From the New York Times, 20 September 2013, an interview with the CEO of AirWatch... (my underlines, my bold). All of this is well known, and may not apply in many situations, but I think it is good to hear it.
Q. So let’s talk about hiring. How does the conversation go?
A. We ask how people feel about mobile. Do they like it? How do they interact with their devices? We want people who are passionate about this. We ask them if they feel lucky. We want people to feel lucky, because the harder you work, the luckier you get. So people who work hard actually feel lucky.
And I make the statement that I think there are three kinds of people in this world. With the first, you ask them to do something, and they can’t get it done. With the second type of person, if you tell them what to do, they’ll get the job done. There’sa third type of person — you point them in the right direction and they’ll figure it out. We need that third type of person.
Q. What other questions do you ask?
A. You ask them to tell stories. Give me situations where you’ve done something creative. Give me situations where there was a problem that you needed to solve. Give me a situation where you didn’t have the leadership telling you what to do, but you had to go fix a problem. And then you just let them go from there. By asking really open-ended questions, you get a good sense of not only how people answer questions, but also how they think.

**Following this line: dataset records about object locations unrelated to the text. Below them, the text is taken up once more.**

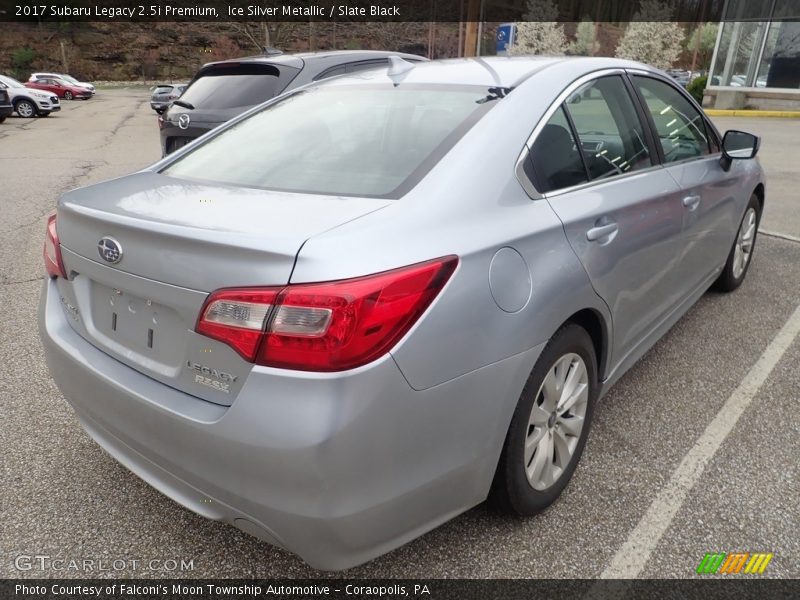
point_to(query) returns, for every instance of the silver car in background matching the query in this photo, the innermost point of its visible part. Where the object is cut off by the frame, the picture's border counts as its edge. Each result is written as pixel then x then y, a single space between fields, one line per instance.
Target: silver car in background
pixel 367 305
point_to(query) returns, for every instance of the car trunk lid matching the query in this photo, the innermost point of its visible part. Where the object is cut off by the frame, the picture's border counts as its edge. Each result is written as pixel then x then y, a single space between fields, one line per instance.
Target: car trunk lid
pixel 178 241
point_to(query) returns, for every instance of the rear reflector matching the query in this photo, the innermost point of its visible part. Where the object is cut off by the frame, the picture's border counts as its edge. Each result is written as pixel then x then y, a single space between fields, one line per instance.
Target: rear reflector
pixel 53 263
pixel 324 326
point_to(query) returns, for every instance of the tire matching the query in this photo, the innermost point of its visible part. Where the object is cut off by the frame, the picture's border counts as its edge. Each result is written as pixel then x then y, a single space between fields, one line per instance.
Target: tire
pixel 517 488
pixel 25 109
pixel 741 254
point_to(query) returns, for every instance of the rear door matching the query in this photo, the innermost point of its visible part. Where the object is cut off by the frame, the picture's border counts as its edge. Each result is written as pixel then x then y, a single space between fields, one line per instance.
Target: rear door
pixel 691 155
pixel 621 211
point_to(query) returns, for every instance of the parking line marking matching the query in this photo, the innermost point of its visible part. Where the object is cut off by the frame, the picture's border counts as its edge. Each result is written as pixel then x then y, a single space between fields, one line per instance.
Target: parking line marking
pixel 631 558
pixel 783 236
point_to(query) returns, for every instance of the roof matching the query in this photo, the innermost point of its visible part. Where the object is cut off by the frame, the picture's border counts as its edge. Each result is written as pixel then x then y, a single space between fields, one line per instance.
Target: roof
pixel 502 71
pixel 297 60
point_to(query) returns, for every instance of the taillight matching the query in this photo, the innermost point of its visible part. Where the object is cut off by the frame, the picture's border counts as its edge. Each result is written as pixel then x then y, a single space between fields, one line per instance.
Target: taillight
pixel 53 263
pixel 330 326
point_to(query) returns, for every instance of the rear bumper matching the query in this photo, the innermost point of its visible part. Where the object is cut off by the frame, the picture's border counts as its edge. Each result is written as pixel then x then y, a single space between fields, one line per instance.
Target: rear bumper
pixel 337 468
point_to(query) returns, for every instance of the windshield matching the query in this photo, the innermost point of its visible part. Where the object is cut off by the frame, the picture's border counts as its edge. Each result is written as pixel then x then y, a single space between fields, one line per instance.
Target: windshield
pixel 233 87
pixel 362 140
pixel 10 82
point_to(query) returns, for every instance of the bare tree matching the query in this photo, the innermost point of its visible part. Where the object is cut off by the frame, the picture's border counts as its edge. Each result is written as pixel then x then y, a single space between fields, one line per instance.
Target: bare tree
pixel 651 38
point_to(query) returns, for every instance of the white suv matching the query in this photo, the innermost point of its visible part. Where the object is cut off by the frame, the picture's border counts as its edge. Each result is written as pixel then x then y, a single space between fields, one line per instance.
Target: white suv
pixel 28 102
pixel 65 77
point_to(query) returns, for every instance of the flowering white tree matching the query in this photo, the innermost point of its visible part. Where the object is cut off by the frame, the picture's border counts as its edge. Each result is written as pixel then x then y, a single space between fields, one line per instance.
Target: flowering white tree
pixel 651 38
pixel 540 34
pixel 585 43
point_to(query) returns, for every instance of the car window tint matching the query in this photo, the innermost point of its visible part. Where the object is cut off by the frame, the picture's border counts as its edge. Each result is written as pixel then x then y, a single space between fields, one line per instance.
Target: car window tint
pixel 233 87
pixel 611 135
pixel 679 125
pixel 554 156
pixel 362 140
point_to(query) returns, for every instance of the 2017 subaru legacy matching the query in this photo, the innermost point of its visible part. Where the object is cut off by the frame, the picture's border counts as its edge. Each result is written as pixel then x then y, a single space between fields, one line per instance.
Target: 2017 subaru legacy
pixel 355 312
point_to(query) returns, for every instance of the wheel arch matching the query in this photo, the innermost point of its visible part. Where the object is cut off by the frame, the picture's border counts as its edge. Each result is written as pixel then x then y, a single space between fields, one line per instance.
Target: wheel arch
pixel 760 193
pixel 598 330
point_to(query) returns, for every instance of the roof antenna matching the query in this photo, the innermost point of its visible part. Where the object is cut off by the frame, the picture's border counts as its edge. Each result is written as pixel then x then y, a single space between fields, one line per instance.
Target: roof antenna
pixel 398 68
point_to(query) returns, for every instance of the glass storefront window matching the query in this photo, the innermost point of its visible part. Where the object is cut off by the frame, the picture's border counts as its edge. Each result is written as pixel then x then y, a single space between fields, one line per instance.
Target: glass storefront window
pixel 758 53
pixel 738 52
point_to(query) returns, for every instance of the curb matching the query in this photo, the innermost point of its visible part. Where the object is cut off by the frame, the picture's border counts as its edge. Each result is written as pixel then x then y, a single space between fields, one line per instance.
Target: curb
pixel 782 114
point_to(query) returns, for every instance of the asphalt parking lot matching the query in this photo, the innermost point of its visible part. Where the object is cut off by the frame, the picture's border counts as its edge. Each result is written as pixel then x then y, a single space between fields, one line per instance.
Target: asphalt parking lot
pixel 694 450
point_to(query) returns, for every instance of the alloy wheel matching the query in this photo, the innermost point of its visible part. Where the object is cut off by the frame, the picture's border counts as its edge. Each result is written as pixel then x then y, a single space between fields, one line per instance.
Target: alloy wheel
pixel 744 243
pixel 556 421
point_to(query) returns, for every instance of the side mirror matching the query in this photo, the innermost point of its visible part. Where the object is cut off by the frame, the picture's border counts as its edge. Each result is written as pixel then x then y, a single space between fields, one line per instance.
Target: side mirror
pixel 738 145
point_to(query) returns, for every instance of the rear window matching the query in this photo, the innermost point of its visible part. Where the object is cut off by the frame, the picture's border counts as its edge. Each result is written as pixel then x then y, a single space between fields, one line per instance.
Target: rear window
pixel 355 140
pixel 233 87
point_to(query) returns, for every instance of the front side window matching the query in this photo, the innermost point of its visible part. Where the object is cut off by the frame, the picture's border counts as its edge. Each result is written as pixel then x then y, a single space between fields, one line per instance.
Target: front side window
pixel 680 127
pixel 370 140
pixel 610 133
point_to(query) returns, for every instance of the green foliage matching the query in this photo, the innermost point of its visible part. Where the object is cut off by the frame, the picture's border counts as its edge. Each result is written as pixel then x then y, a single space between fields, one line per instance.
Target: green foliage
pixel 697 87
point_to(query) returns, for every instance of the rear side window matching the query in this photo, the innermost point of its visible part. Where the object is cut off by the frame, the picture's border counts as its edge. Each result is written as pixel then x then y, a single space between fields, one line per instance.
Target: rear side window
pixel 233 87
pixel 371 140
pixel 610 133
pixel 554 156
pixel 680 127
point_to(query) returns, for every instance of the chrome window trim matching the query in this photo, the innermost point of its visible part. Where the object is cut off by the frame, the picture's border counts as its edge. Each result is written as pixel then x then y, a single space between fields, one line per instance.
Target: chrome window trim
pixel 523 179
pixel 598 182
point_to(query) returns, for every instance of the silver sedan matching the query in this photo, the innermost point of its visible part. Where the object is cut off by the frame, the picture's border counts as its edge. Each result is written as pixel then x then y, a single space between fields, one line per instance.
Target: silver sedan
pixel 367 305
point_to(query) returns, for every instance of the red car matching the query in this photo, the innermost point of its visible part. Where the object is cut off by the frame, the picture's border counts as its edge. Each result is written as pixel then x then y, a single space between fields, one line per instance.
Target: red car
pixel 60 87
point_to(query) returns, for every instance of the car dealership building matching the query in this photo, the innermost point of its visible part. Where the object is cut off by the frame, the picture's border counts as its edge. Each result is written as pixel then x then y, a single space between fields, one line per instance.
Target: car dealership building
pixel 756 62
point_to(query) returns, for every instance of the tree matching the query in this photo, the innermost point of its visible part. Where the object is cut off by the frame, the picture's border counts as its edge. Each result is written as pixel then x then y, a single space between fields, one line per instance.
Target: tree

And I almost always ask somebody to take something that’s complicated and that they know really, really well and explain it to me. I don’t care what it is. Can they put it in plain language and communicate it in clear and crisp and complete terms?There’s just nothing more important than clear communications. Being able to take the complex and turn it into simple — that’s what we do for a living. It takes a lot of technology to create the illusion of simplicity.